It's my understanding that SS is paid out of a specific fund. That fund currently has 2.3 trillion dollars in it. The SS withholding was doubled in the 70's I believe. The purpose was to compensate for the baby boomers who are starting to retire right now. If contributions would have stayed at 6.4% for employee and 6.4% for employer the fund would have paid for SS for 29 years based on projected birth rates. After 29 years benefits will still be paid at 80%. Right now there is more paid out than taken in each year. That is the purpose of the surplus fund. When the babyboomers start tipping over, things will equal out some.
I dont depend on Wikipedia for facts, but this seems like a reasonable look at the question. Remember, in the example in this exerpt the 2020 date is just a date picked out for the example, talking about one specific dollar put in the system. It does not have anything to do with when the Trust Fund will run out or become insolvent.
http://en.wikipedia.org/wiki/Social_Security_Trust_Fund
The following two scenarios help illustrate the concept. Depending on which scenario is right, Social Security is either an accounting fiction or represents real economic savings.
Scenario 1 (Trust Fund is an accounting fiction):
1984: $1 payroll tax collected in 1984
1984: $1 lent by Social Security to the federal government
1984: Federal government increases spending on government programs by $1
2020: Federal government raises taxes by $1 plus interest to repay the loan to Social Security
2020: $1 plus interest transferred from Federal Government to Social Security.
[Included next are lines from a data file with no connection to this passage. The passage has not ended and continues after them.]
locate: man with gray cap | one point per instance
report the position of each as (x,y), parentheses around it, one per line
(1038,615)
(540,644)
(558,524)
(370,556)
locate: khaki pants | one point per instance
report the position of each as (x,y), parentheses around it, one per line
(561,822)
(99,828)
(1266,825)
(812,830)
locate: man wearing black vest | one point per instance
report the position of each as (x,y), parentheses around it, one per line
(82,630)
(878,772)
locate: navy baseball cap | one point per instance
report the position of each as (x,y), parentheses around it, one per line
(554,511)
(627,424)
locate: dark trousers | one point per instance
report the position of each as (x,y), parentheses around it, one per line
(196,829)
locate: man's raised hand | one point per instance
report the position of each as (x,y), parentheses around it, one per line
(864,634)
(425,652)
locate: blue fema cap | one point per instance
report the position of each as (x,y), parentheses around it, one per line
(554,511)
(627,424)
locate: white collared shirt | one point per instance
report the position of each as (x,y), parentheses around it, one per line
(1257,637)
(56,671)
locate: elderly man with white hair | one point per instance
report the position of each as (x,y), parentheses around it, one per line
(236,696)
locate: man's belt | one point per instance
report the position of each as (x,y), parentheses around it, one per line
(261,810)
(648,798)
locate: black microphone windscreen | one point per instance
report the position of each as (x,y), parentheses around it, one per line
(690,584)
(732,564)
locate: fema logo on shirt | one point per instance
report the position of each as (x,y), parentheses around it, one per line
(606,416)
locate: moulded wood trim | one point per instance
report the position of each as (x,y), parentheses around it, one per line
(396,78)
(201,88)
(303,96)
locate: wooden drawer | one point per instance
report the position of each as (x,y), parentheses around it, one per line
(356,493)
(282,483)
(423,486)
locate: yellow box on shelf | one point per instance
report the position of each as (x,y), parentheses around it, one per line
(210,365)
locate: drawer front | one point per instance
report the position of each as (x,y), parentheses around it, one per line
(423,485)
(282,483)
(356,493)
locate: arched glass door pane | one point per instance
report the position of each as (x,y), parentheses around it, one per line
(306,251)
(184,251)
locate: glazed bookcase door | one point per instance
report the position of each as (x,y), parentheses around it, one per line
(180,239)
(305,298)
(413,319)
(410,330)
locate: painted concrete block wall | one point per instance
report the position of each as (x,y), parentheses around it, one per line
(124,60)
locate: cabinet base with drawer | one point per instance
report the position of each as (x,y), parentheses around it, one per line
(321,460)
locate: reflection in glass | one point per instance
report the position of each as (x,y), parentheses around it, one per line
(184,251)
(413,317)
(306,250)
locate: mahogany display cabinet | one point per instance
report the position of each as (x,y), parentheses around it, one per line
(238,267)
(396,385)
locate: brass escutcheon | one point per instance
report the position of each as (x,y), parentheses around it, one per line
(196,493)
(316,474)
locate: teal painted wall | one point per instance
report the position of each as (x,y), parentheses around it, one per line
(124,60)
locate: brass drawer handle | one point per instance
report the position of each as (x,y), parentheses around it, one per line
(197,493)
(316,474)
Scenario 2 (Trust Fund represents real economic savings):
1984: $1 payroll tax collected in 1984
1984: $1 lent by Social Security to the federal government
1984: Federal government increases spending on government programs by $0
2020: Federal government raises taxes by $0 to repay the loan to Social Security. Any tax increases that occur in 2020 would have happened anyway without Social Security.
2020: $1 plus interest transferred from Federal Government to Social Security.
Then you get his from the Social Security website.
http://www.ssa.gov/oact/progdata/fundFAQ.html#n7
As stated above, money flowing into the trust funds is invested in U. S. Government securities. Because the government spends this borrowed cash, some people see the current increase in the trust fund assets as an accumulation of securities that the government will be unable to make good on in the future. Without legislation to restore long-range solvency of the trust funds, redemption of long-term securities prior to maturity would be necessary.
Far from being "worthless IOUs," the investments held by the trust funds are backed by the full faith and credit of the U. S. Government. The government has always repaid Social Security, with interest. The special-issue securities are, therefore, just as safe as U.S. Savings Bonds or other financial instruments of the Federal government.
The collateral backing these securities is the full faith and credit of the U. S. Government. That depends on the governments Constitutional power to collect taxes, fees, and tariffs. Others obviously have different opinions, but I do not see that the SS Trust Fund has resulted in a net of zero in government collections and spending. I see it that the SS Trust Fund has delayed raises in other taxes, fees, and tariffs depending upon the amount of surplus each year. It has not affected spending at all. It has delayed us paying for that spending in other ways. When outgo exceeds income, the difference will have to be made up from taxes, fees, or tariffs.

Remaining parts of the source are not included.